Second, trying to help the team out in the church softball league is difficult when he can’t make the games. Of course, maybe he is helping the team.

Third, it’s really hard to write a column about something else.

Last week, I didn’t write a single story about STRS after two weeks of nonstop material. Some of you probably thought I was holed up in a garage somewhere talking to the STRS version of Watergate’s Deep Throat, collecting information for a blockbuster story.

Dare I say it? I was in Michigan. OK, for some of you diehard Buckeye fans, Michigan may compare easily to a smelly, decrepit garage.
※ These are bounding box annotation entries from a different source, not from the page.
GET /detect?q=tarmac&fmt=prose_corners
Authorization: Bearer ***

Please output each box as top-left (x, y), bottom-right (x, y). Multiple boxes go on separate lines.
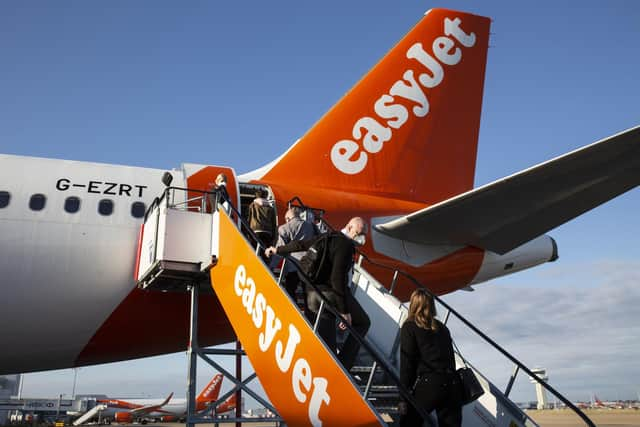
top-left (111, 409), bottom-right (640, 427)
top-left (527, 409), bottom-right (640, 427)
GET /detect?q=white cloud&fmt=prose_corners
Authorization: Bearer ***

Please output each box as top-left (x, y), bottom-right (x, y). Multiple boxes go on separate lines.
top-left (445, 261), bottom-right (640, 401)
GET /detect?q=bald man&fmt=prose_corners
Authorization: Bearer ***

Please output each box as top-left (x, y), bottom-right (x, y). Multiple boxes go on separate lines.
top-left (265, 217), bottom-right (371, 370)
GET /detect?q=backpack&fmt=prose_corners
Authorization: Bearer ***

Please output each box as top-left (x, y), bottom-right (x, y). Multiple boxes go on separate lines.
top-left (300, 233), bottom-right (332, 282)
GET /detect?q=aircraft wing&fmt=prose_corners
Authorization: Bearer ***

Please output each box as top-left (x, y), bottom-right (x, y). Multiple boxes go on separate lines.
top-left (129, 393), bottom-right (173, 415)
top-left (375, 126), bottom-right (640, 254)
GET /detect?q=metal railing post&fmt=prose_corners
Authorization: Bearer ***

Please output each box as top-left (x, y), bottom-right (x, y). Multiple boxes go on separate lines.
top-left (504, 364), bottom-right (520, 397)
top-left (187, 285), bottom-right (199, 427)
top-left (389, 270), bottom-right (398, 295)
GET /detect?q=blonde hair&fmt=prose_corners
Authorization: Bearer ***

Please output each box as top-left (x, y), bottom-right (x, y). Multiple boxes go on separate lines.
top-left (407, 289), bottom-right (438, 331)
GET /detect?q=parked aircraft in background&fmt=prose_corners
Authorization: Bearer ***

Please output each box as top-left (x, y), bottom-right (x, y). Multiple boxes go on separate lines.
top-left (96, 374), bottom-right (223, 423)
top-left (593, 394), bottom-right (626, 409)
top-left (0, 9), bottom-right (640, 374)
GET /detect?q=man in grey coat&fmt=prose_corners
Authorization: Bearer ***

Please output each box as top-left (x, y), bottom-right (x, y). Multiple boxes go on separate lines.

I was on vacation, which is sure to get me in trouble with Gov. Bob Taft because I wasn’t spending money in Ohio. But Republicans should be happy to know that I had a chance to read a novel by Christopher Buckley, the son of conservative columnist William F. Buckley. The satire takes a humorous slap at Washington politics, lawyers, the Clintons, the press and various other subjects. I actually may read one of his other books.
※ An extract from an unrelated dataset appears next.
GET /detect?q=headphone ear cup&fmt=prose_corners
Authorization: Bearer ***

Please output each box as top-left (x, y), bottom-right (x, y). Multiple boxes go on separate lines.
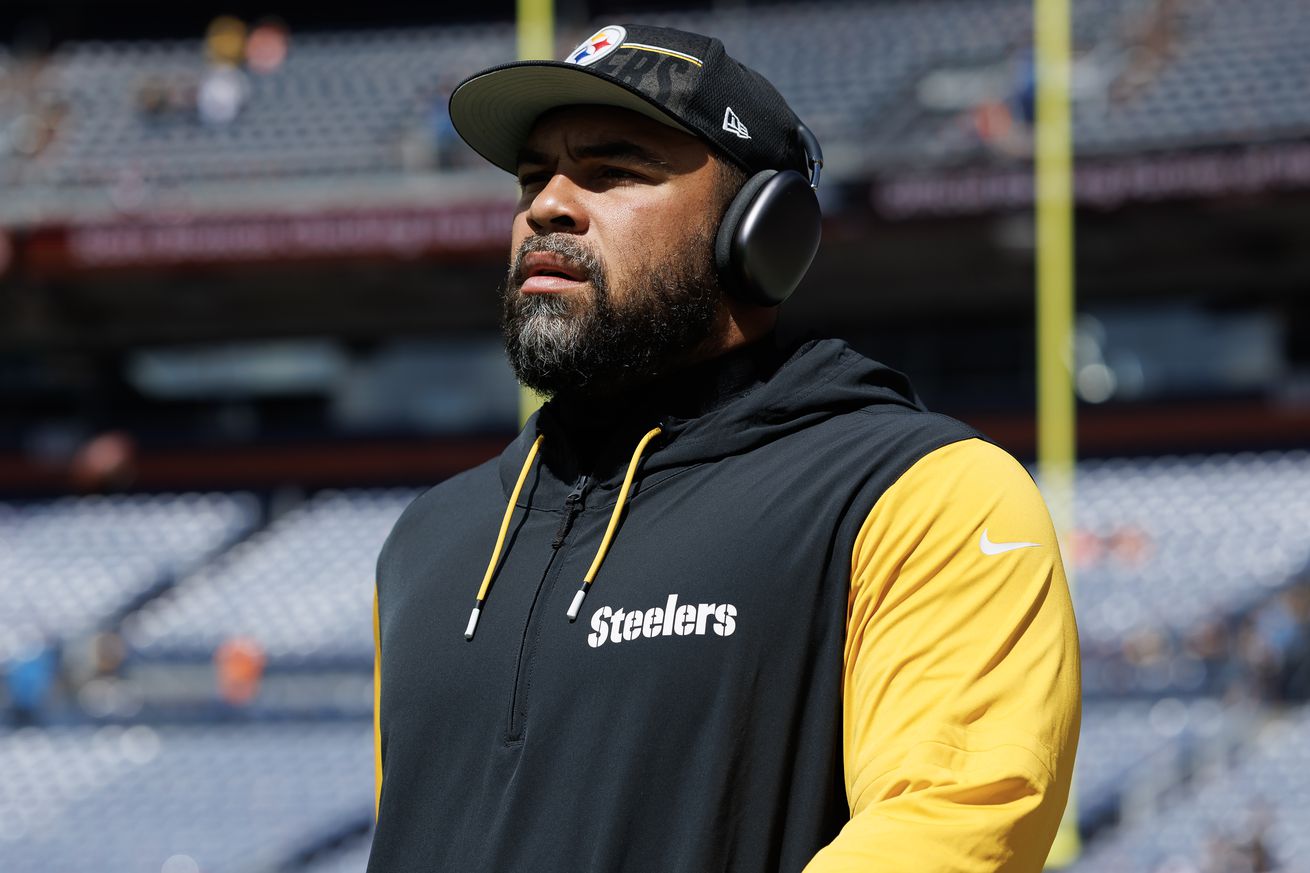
top-left (714, 169), bottom-right (823, 307)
After a break, a reporter hopes either that the story he has spent so much time on has gone away or that he hasn’t missed anything. By the looks of things this week, there’s plenty more going on with STRS.

Here’s some of the stuff you haven’t heard.

There was a resignation in one of state retirement systems. No, it’s not Herbert Dyer, executive director of STRS. Instead, Thomas R. Anderson, executive director of the School Employees Retirement System, is retiring after 32 years in Ohio public service and as the SERS leader since 1979. His resignation is effective Jan. 1, 2004.

STRS has put Sen. Kirk Schuring, R-Jackson Township, in situations he doesn’t often find himself. First, he called a press conference to show off all the lawmakers, at last count 105, who backed his call for Dyer’s resignation. He rarely calls press conferences, and he even showed up late after getting stuck listening to a Senate debate.

Second, he’s helping organize a march on STRS headquarters on Aug. 15, the next regularly scheduled meeting of the board. He’s checking out a permit from Columbus City Hall; he has to decide a route (this should not be difficult because STRS is just three blocks from the Statehouse); he might have to arrange for security; and he’s trying to figure out which other lawmakers may be going along and how many people are actually going to show up.

If nothing else, the STRS debacle has provided Schuring with all sorts of exposure and name recognition. That could be particularly helpful if he gets a chance to run for Ralph Regula’s congressional seat whenever the powerful longtime congressman from Bethlehem Township retires.

I get dirty looks from the people at STRS. Board Chairwoman and first-grade teacher Deborah Scott refused to answer questions Wednesday and looked as if she wanted to smack my knuckles with a ruler. She probably wanted to send me to detention like Professor Delores Jane Umbridge did to Harry Potter in the latest J.K. Rowling book.

When Scott left the hearing room of the Ohio Retirement Study Council, several reporters followed her all the way to the women’s restroom. I suggested the only female reporter with us follow Scott into the restroom for a pool interview, but she declined.

STRS spokeswoman Laura Ecklar is getting a bit testier every time I ask for more public documents. I suggested that she get a bonus for having to deal with me all the time. She laughed, but it hasn’t helped speed the time it takes to fill my requests.

Here’s what I don’t understand: Ecklar was quick to point out when I misspelled her name in a story, which has since been corrected. But getting the figure right for the amount of bonuses awarded to STRS staff in 2000, 2001 and 2002, never resulted in a call. “It’s always been wrong,” she said Wednesday of the $14 million figure we reported for two weeks.

The correct figure is $16.76 million. When the $2.1 million awarded this year is tacked on, maybe it’s easy to understand why she wasn’t in a hurry to correct it.